The complaints about disappearances may be as many as eight per day, on average, National Police missing persons unit chief Jose Luis Langle told the newspaper.
Since the beginning of 2009, police have counted a total of 1,278 missing persons cases, of whom 619 are teenagers between the ages of 12 and 17.
Why the rising trend? The police say that gangs involved in people trafficking are behind the disappearances.
The massive use of online social networking has become a “double-edged sword” among teenagers, Langle said.
Access to the Internet facilitates the work of gangs that seek to abduct children to put them to work as beggars, do other manual or sexual work and even supply body organs for the organ trafficking trade, the police chief said.

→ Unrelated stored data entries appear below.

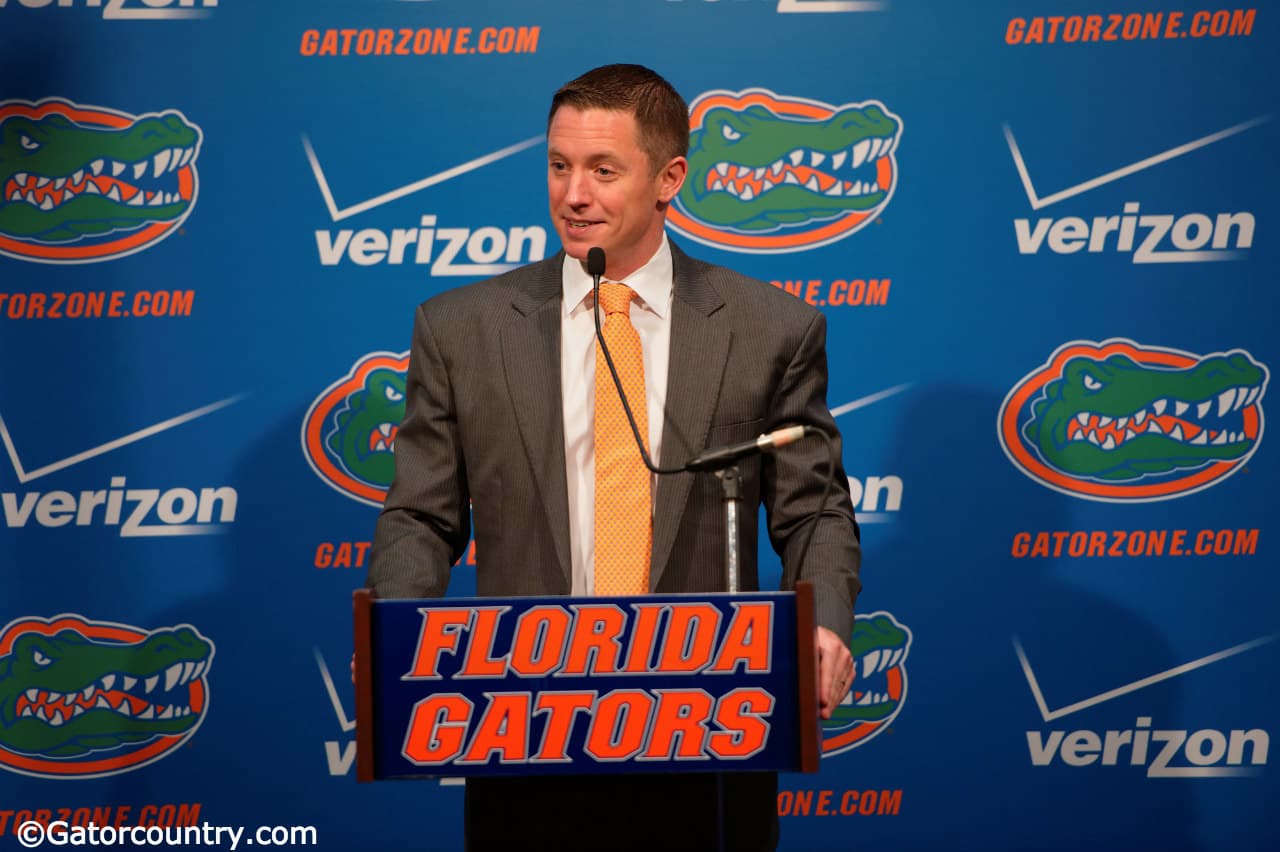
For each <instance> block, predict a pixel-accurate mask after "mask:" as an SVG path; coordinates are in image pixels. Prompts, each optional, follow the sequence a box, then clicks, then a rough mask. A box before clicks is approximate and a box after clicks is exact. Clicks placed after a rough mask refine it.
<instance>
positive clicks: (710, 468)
mask: <svg viewBox="0 0 1280 852" xmlns="http://www.w3.org/2000/svg"><path fill="white" fill-rule="evenodd" d="M817 431H818V430H817V429H814V427H813V426H787V427H785V429H778V430H774V431H772V432H765V434H764V435H760V436H759V438H756V439H754V440H750V441H742V443H741V444H728V445H726V446H717V448H716V449H709V450H707V452H704V453H699V454H698V455H695V457H694V458H691V459H689V462H686V463H685V469H686V471H716V469H719V468H722V467H726V466H728V464H731V463H733V462H736V461H737V459H740V458H745V457H748V455H754V454H755V453H771V452H773V450H774V449H777V448H780V446H786V445H787V444H790V443H792V441H797V440H800V439H801V438H804V436H805V435H813V434H814V432H817Z"/></svg>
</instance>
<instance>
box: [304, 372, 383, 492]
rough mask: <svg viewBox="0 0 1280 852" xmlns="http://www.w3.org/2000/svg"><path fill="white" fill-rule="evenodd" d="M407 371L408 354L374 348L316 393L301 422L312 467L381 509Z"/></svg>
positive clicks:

“Starting with fake job offers, they begin to seduce the children who, sometimes, end up being kidnapped or in the hands of organized crime groups,” Langle said.
The cases are very frequent among teenagers who intensively use Internet social networking sites, Maria Teresa Mosquea, the coordinator of the non-governmental organization Accion por los Niños, said.
The youngsters who are abducted by organized crime groups mostly come from the country’s jungle cities like Pucallpa and Huanuco, or the Andean city of Ayacucho, Mosquera said.
“Most of them, the girls and, now, the boys are forced to enter into sexual exploitation and (the traffickers) take others to work on plots of land, for example, in the south,” Mosquera said.